Mr. Clemons went back to England to the lasting regret of all who knew him; but he did not stay in his native land which reminded him; too painfully of his bereavements. Early in the eighties he went to America where he met a gentleman of large means who was then interested in the gold districts of Northeast Georgia and who offered Mr. Clemons a pleasant position as overseer or secretary of his valuable properties in Hall County, which the ex-governor accepted as a refuge from active life. It was soon after that that his brilliant mind turned to the subject of immortality. He interested himself in local meetings which were of a fervid but primitive order and presently fell into the knack of exhortation.

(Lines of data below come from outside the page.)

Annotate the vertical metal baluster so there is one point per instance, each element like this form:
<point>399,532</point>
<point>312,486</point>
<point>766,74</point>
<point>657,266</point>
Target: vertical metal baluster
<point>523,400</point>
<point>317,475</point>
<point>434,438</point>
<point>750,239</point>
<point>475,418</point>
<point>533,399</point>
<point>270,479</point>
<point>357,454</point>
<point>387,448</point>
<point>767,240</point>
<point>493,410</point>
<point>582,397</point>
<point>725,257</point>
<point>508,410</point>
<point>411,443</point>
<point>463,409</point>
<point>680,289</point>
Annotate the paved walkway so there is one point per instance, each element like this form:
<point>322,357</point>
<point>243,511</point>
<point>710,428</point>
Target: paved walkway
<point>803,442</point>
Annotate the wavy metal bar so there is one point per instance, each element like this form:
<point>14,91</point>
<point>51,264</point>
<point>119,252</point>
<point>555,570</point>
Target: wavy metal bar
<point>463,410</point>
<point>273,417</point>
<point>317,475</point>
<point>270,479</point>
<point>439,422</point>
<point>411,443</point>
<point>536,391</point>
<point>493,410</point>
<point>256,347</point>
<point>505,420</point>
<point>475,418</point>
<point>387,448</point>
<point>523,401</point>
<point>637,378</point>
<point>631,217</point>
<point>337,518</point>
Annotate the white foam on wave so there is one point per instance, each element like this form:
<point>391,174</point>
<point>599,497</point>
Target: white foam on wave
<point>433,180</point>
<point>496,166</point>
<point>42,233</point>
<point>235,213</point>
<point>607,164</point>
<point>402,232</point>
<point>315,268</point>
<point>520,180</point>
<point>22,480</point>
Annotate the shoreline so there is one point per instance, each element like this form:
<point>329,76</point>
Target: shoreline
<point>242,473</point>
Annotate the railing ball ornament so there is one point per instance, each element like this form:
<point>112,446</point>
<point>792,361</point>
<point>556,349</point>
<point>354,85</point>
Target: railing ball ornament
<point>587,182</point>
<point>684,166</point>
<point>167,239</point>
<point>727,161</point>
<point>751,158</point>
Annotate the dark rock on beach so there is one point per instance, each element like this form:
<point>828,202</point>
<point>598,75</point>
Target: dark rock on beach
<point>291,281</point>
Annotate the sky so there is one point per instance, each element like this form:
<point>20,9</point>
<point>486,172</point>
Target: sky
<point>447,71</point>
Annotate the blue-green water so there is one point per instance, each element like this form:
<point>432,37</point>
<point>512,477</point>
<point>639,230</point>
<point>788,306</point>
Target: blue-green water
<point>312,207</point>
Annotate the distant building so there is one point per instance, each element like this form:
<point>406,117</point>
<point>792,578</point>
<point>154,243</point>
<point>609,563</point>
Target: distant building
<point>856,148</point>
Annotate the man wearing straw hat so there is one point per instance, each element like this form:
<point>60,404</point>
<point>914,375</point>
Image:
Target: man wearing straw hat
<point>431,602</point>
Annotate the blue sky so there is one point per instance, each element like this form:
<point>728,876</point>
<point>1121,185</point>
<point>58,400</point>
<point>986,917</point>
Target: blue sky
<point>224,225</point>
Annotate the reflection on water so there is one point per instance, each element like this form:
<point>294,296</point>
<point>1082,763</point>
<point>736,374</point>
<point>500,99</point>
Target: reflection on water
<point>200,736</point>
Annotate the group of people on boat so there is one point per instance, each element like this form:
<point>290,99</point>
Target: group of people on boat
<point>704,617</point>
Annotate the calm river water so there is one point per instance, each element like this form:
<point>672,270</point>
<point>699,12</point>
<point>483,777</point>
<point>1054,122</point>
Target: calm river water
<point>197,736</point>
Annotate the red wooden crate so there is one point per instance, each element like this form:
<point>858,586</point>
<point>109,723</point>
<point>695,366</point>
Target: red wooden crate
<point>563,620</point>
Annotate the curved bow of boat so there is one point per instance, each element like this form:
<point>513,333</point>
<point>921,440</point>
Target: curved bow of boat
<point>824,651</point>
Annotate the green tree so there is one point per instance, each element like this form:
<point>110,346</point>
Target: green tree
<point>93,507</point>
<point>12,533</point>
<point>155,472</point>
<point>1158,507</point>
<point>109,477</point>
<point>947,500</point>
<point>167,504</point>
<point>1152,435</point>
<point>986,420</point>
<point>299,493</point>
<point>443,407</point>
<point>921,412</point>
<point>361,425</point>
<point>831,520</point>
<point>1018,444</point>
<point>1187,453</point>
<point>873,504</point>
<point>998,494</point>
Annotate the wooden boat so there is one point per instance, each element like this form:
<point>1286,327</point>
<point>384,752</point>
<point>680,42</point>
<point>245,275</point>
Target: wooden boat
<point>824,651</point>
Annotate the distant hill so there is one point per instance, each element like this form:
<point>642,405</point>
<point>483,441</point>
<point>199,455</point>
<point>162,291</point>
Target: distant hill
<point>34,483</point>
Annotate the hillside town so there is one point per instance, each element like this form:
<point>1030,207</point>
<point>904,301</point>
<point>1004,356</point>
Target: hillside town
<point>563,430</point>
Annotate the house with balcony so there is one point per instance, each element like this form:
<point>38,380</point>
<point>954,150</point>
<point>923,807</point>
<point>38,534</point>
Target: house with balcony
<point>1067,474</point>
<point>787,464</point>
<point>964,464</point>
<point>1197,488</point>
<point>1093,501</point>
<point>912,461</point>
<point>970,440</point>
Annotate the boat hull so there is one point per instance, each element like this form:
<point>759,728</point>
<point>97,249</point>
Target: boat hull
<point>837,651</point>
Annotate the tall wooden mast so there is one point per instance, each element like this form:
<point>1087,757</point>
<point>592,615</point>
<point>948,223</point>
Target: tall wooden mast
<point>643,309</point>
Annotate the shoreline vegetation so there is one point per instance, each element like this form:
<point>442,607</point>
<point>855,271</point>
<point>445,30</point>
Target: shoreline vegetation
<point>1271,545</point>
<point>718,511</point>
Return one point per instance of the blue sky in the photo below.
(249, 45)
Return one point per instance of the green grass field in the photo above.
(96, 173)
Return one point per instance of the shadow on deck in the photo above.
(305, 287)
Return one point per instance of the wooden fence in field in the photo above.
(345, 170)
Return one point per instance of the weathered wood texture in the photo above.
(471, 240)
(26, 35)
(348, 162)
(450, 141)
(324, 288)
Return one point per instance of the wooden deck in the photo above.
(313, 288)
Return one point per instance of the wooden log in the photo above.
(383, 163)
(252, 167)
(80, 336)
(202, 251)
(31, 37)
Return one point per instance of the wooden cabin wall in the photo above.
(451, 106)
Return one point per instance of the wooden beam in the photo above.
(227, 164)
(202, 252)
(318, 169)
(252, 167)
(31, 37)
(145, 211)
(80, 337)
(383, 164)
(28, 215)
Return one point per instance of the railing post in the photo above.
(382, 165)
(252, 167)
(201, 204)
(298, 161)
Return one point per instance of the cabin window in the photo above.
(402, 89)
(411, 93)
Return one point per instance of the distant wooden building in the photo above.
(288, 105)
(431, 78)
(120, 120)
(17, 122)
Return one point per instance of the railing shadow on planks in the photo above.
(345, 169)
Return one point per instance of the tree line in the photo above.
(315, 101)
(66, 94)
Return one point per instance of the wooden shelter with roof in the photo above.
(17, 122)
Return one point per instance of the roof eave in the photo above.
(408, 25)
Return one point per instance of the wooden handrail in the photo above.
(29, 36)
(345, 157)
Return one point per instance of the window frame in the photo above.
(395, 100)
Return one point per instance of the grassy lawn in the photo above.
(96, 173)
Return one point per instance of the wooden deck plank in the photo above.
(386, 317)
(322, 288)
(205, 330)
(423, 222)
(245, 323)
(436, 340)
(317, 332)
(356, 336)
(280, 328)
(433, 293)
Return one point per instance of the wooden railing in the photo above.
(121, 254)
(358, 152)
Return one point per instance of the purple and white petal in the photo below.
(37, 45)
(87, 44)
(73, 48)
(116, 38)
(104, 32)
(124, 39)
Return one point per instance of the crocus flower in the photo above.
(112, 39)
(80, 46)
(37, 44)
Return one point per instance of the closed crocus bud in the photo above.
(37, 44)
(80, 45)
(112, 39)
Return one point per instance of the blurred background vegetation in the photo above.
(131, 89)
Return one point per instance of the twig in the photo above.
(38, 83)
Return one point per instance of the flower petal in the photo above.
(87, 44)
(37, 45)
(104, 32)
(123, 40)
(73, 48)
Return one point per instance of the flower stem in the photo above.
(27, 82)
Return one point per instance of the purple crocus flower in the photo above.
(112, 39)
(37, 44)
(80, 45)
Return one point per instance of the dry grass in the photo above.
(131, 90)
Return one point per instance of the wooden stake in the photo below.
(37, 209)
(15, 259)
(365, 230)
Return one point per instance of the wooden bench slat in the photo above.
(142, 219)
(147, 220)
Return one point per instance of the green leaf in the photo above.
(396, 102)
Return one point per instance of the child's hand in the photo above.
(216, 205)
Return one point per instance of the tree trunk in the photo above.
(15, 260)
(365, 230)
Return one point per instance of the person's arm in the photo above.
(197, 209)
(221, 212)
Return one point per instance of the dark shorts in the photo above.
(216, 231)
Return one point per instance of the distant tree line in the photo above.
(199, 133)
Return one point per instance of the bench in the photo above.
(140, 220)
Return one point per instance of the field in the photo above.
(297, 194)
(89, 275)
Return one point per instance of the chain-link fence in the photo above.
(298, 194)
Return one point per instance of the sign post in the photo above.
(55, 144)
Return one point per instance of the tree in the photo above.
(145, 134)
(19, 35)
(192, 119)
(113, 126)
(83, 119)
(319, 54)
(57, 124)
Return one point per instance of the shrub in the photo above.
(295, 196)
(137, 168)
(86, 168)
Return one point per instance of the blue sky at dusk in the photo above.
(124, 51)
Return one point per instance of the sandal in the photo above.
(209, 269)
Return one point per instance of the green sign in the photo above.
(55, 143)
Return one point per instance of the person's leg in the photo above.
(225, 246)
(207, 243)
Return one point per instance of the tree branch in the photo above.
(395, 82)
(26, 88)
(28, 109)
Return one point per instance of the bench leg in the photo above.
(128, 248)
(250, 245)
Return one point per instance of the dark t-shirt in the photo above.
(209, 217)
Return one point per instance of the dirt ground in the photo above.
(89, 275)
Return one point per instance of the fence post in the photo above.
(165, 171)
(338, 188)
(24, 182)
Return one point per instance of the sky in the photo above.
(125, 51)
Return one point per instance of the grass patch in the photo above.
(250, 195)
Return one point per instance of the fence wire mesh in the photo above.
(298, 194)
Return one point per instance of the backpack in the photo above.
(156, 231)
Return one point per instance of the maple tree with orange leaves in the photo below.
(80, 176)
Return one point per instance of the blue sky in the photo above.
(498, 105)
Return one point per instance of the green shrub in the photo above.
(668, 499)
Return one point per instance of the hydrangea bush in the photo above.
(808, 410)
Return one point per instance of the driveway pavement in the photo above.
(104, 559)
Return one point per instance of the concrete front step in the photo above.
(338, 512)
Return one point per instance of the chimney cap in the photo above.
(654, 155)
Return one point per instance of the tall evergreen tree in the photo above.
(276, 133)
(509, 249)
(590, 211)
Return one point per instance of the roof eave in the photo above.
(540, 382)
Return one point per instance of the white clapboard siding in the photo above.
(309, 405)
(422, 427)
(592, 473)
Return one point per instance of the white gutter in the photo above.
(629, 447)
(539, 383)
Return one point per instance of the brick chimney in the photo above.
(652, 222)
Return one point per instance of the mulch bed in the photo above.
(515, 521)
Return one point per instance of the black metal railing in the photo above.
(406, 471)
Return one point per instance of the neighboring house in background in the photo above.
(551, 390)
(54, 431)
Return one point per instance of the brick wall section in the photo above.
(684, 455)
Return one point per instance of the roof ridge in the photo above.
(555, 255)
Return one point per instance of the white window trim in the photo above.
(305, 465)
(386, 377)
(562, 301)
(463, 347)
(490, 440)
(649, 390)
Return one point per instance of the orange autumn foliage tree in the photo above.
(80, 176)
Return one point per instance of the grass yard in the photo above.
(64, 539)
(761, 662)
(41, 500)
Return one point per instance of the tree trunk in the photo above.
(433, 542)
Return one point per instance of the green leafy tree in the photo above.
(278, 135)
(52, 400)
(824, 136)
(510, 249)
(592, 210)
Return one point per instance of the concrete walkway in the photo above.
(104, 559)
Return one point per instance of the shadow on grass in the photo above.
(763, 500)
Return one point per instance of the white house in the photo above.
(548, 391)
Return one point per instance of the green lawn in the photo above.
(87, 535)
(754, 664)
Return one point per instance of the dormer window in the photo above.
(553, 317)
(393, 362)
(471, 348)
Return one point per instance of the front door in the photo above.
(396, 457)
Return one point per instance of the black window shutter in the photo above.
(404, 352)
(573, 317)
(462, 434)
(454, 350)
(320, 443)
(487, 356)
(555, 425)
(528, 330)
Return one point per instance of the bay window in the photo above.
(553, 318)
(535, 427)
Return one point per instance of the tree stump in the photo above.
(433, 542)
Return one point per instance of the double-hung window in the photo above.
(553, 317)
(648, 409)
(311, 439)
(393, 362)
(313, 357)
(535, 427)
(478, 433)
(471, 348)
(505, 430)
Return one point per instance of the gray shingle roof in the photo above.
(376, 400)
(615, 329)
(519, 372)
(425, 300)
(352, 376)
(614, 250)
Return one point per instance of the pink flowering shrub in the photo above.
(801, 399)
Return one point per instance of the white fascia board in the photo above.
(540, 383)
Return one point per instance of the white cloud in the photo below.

His discourses interested his listeners exceedingly because he was able to illustrate them strikingly with graphic stories about heathen India, and finally his increasing zeal for Christ's kingdom on earth led him to procure a preacher's license and from that hour he preached regularly, from half a dozen local pulpits. Mr. Clemons retained his inbred courtesy and soldierly bearing which made him a noticeable figure...Year by year the ex-governor labored in that humble vineyard, spending his salary in relief of poverty, visiting the people, living with them and at last dying with them in the guise of meek humility which never revealed any glimpse of his brilliant past. In a little hillside graveyard in Hall County, Georgia, is a simple marble slab which bears the name of a valiant hero...Charles Ross Clemons."